Somos demasiado nostálgica para disfrutar del presente
Cuando disfruto, me cuesta mucho decir adiós. Nunca tengo suficiente, me niego a que el instante que vivo se detenga para enviarlo, directamente, a un rincón de mi memoria


PalmaEn una hora añoraré este momento. Me pasa siempre, es como recibir la nostalgia por adelantado. Sólo cuando ocurra –y eso lo haga inalcanzable, no retornable– valoraré este presente en el que me encuentro ahora. Pensaré con melancolía, lo romantizaré, aunque ahora tenga prisa y me parezca insulso. Me diré a mí misma que no lo saboreé, que debería haberlo disfrutado más y que no fui consciente de ello cuando todavía estaba a tiempo de hacerlo. Y ya todo sólo será recuerdo y arrepentimiento. Un pesado lastre que te hace temer que, al final, el balance de todo ello sea no haber vivido lo suficiente.
A veces, cuando observa escenas de vidas ajenas, tiendo a pensar que los demás sí son capaces de experimentarlo todo al máximo, que están presentes y conscientes. Por la calle, en fotos o en las redes sociales, puedo detenerme en cada detalle: veo dónde están, qué comen, qué beben, con quiénes están. Casi puedo sentir que vivo ese momento con ellos. Ahora bien, cuando quiero hacer el mismo ejercicio con mi vida, todo se desvanece tan pronto que me hace dudar de guardar sueños o recuerdos. Y otro pico esa sensación de haber derrochado el tiempo, de no haber hecho un esfuerzo por retener esas sensaciones, de hacerlas durar más.
Por suerte, todo esto parece más asumible cuando es verano. De junio a septiembre todo se dilata, vuelve tibio y menos agridulce. Y me permite engañarme a mí misma, con esa percepción de que la vida tarda más en convertirse en recuerdos. Tener el control total de mis horarios hace que sienta que no he derrochado tanto el tiempo: si me he levantado tarde, todavía puedo ir el mediodía a la playa, volver a casa, ducharme, ir a cenar y, si encontramos que el día no ha durado lo suficiente, estirar la noche hasta la hora que haga falta. Todo es más laxo, y el espacio-tiempo, más relativo. Por yo, vivir se vuelve algo más fácil. Me pregunto si, quizás, es porque necesita más tiempo que el resto de la gente para digerir las cosas, si cada momento no debería tener una duración suficiente para, primero, vivirlo; después, ser consciente de ello y, finalmente, despedirme.

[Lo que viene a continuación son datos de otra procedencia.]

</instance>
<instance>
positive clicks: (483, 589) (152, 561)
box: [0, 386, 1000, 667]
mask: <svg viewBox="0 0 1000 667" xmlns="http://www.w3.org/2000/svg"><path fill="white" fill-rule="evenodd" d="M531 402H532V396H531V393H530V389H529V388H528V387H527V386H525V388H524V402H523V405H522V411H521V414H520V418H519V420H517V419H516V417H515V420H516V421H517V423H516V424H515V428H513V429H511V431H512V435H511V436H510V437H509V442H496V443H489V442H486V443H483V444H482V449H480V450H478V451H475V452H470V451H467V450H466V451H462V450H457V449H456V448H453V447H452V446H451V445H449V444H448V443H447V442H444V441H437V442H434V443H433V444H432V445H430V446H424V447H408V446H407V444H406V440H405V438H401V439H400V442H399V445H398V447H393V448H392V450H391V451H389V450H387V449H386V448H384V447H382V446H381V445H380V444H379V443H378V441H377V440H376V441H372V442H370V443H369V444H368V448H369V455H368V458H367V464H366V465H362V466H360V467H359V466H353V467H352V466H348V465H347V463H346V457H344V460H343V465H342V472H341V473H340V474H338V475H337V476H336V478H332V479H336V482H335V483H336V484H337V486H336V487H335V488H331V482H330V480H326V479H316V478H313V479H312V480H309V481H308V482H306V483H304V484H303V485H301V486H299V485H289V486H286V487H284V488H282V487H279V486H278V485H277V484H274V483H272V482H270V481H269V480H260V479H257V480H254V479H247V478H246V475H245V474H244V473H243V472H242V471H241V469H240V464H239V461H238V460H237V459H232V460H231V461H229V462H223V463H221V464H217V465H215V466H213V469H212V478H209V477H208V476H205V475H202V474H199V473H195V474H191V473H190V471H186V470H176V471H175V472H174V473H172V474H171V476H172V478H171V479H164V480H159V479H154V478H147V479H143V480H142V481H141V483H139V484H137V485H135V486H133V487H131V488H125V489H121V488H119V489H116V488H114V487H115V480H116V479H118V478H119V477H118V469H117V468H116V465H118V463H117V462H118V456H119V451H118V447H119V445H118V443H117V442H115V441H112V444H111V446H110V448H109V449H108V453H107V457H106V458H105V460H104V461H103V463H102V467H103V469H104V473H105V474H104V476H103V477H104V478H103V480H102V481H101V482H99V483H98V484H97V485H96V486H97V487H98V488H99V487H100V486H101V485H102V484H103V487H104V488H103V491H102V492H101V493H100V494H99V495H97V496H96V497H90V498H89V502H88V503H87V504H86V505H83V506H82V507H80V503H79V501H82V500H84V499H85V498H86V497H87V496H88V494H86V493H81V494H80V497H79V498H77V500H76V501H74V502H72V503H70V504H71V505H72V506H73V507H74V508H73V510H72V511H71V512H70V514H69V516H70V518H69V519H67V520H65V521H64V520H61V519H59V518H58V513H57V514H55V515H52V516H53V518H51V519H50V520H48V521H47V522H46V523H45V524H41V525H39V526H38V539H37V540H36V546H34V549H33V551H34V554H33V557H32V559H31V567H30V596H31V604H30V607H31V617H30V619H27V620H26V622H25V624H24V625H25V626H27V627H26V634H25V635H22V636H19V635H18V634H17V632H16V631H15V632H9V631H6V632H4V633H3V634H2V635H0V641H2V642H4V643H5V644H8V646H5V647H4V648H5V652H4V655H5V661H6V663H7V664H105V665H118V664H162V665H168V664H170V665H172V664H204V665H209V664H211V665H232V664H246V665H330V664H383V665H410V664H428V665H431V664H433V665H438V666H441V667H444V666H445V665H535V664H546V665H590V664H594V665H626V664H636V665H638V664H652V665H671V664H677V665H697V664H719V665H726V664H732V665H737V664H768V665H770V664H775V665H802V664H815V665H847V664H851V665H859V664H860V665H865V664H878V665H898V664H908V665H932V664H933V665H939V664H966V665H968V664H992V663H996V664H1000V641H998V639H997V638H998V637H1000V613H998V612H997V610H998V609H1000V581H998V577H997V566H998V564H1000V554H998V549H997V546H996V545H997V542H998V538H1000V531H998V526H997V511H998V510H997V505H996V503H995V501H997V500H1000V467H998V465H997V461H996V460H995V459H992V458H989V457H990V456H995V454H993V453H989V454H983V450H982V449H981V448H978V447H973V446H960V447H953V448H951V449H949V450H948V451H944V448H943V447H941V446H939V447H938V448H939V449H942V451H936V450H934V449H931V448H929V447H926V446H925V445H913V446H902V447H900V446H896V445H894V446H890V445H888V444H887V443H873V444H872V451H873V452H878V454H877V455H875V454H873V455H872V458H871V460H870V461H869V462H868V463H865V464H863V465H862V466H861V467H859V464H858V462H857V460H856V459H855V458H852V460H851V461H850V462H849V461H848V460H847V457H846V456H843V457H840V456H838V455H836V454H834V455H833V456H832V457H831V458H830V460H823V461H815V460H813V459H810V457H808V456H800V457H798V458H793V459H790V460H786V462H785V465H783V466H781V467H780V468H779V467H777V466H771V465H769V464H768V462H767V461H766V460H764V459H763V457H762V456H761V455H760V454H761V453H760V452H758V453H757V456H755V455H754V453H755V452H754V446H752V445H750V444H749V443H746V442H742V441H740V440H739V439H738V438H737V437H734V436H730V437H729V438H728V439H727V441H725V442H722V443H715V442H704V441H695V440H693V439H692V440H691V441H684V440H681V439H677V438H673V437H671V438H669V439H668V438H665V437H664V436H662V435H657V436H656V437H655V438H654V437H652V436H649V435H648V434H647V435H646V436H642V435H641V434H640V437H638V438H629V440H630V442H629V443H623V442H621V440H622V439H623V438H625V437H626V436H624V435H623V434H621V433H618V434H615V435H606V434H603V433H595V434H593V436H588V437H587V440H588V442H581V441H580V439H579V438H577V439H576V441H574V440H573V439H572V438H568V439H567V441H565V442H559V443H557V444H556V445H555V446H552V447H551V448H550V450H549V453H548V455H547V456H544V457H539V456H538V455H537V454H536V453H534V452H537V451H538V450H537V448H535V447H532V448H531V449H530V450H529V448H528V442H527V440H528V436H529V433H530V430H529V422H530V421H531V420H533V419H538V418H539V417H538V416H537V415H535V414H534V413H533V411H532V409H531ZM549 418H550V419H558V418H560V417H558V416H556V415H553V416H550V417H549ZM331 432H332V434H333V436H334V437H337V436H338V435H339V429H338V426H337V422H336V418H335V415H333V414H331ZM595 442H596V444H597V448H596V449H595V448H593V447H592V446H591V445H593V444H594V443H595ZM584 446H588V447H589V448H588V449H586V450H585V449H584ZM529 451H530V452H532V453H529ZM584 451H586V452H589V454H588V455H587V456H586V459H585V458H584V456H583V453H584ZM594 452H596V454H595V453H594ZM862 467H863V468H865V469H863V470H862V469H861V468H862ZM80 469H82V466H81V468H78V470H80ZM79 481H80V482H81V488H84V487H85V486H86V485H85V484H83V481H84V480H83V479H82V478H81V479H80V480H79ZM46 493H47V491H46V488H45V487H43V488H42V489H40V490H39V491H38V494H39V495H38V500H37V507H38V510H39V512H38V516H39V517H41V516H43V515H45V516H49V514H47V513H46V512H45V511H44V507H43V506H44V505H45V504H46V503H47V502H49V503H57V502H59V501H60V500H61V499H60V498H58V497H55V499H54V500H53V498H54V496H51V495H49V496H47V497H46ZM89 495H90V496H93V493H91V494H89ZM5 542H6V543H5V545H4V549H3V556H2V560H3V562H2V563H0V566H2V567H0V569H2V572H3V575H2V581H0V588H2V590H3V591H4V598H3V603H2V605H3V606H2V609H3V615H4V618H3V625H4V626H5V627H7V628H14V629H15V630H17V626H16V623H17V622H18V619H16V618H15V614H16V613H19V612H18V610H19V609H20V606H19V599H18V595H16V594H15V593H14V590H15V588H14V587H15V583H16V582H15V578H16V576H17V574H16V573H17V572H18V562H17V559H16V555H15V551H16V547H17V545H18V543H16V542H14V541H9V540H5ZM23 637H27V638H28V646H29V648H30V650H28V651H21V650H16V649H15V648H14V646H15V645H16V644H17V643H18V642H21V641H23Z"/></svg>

Cuando disfruto, me cuesta mucho decir adiós. Nunca tengo suficiente, me niego a que el instante que vivo se detenga para enviarlo, directamente, a un rincón de mi memoria. Somos una especialista en alargar las horas: siempre hay otro lugar al que ir, otra ronda que pedir, otro tema de conversación para empezar. Por eso me gusta tanto la gente que, simplemente, se pide: "Bueno, ¿y ahora qué hacemos?", con ese sentido de continuidad, de infinitud. Me hace especialmente feliz cuando llega la hora de partir, pero por yo todavía está pronto, y la otra persona me confirma que también quiere quedar un rato más con un "no te preocupes, yo no tengo nada rápido". Es un placer disfrutar de las cosas cuando las dabas por terminadas, como cuando estás en el concierto de tu cantante favorita y simula que se despide, pero aún le queda media hora más.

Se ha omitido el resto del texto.